April 12, 2016
An independent audit of cosmetics advertisements on television and print in media across six European countries conducted by the European Advertising Standards Alliance (EASA) shows high compliance level with the European regulation and the industry’s guidelines and recommendations.
The European Regulation on the justification of claims used in relation to cosmetic products and the guidelines and recommendations adopted by the cosmetics industry to regulate its advertising practices are well followed. This is the conclusion of the audit conducted, upon the request of Cosmetics Europe, by the European Advertising Standards Alliance (EASA) – a non-profit organisation based in Brussels, which brings together national advertising self-regulatory organisations. The audit, which was conducted across six representative European countries (France, Hungary, Italy, Poland, Sweden and UK), also checked the compliance of advertisements against the national self-regulatory advertising codes and laws.

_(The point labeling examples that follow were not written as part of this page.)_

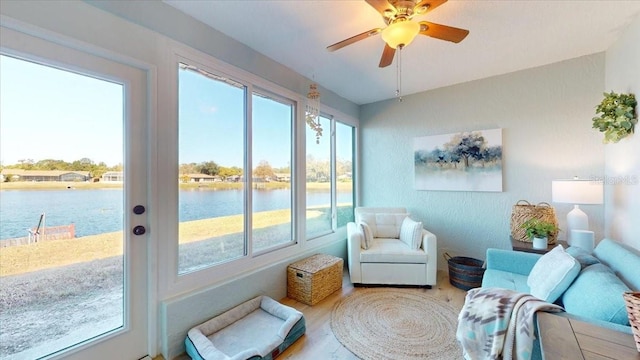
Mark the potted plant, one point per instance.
(539, 230)
(616, 116)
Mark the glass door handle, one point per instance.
(139, 230)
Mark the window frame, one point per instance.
(170, 284)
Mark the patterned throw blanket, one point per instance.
(498, 324)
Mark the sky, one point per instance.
(48, 113)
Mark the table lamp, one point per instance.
(578, 192)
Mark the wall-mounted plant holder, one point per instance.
(616, 116)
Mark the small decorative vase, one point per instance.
(539, 243)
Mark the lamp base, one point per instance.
(576, 220)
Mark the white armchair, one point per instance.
(385, 246)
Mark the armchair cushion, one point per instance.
(383, 225)
(411, 233)
(552, 274)
(387, 250)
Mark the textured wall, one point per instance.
(545, 114)
(622, 192)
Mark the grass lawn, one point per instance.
(59, 185)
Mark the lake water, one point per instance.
(99, 211)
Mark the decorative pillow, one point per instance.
(583, 256)
(597, 293)
(368, 237)
(388, 225)
(552, 274)
(411, 233)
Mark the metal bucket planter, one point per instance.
(465, 273)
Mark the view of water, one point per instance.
(99, 211)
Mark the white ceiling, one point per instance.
(505, 36)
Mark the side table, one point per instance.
(517, 245)
(564, 338)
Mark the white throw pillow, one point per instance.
(368, 236)
(388, 225)
(552, 274)
(411, 233)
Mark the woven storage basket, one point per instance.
(632, 301)
(314, 278)
(525, 211)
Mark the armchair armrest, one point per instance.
(354, 239)
(512, 261)
(430, 246)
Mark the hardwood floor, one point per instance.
(319, 342)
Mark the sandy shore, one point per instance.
(51, 254)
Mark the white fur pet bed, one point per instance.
(260, 328)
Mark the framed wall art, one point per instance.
(466, 161)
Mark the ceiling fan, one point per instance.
(401, 28)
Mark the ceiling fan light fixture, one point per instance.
(400, 33)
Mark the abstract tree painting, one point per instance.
(466, 161)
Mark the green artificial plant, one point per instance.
(616, 116)
(539, 228)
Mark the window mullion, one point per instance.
(248, 176)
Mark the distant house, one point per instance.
(283, 177)
(45, 175)
(199, 178)
(113, 176)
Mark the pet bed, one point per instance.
(260, 328)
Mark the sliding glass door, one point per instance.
(73, 214)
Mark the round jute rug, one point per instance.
(392, 323)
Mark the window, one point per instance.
(325, 173)
(272, 193)
(236, 180)
(211, 118)
(318, 177)
(345, 135)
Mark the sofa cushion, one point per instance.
(367, 235)
(583, 256)
(622, 259)
(505, 280)
(552, 274)
(597, 293)
(388, 250)
(370, 219)
(411, 233)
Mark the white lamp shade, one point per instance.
(583, 239)
(577, 191)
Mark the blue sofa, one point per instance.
(594, 296)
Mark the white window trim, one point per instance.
(170, 283)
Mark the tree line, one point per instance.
(317, 169)
(84, 164)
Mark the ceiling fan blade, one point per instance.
(387, 56)
(425, 6)
(351, 40)
(443, 32)
(383, 7)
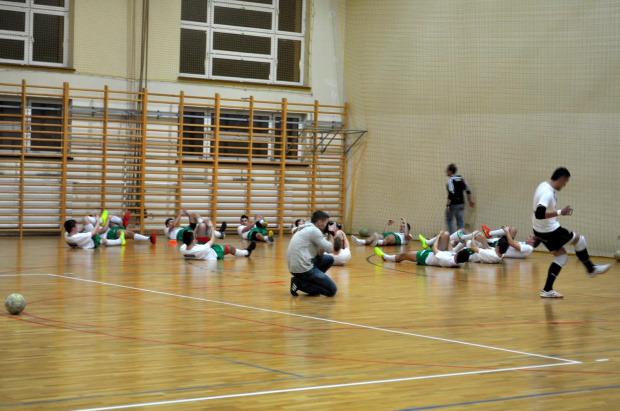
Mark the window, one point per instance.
(34, 32)
(43, 131)
(239, 139)
(253, 40)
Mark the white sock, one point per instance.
(389, 257)
(141, 238)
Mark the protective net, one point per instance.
(506, 90)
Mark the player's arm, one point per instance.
(387, 227)
(97, 224)
(408, 236)
(435, 244)
(542, 213)
(326, 245)
(511, 241)
(177, 220)
(474, 246)
(344, 239)
(211, 238)
(468, 192)
(450, 188)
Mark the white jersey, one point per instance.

Results are very positive for the European cosmetics industry. Indeed, EASA’s audit report finds that 91% of the advertisements of cosmetic products were in compliance with all relevant advertising codes/laws.
A total of 1,861 advertisements were reviewed, including 577 television and 1,284 print advertisements aired/published over three month periods – September 2014, March and June 2015.
Only 6% of the advertisements were found to be in breach of relevant advertising codes/laws while 3% of the advertisements could not be assessed, as the experts did not receive the information necessary to assess the compliance of the claims made in the advertisements.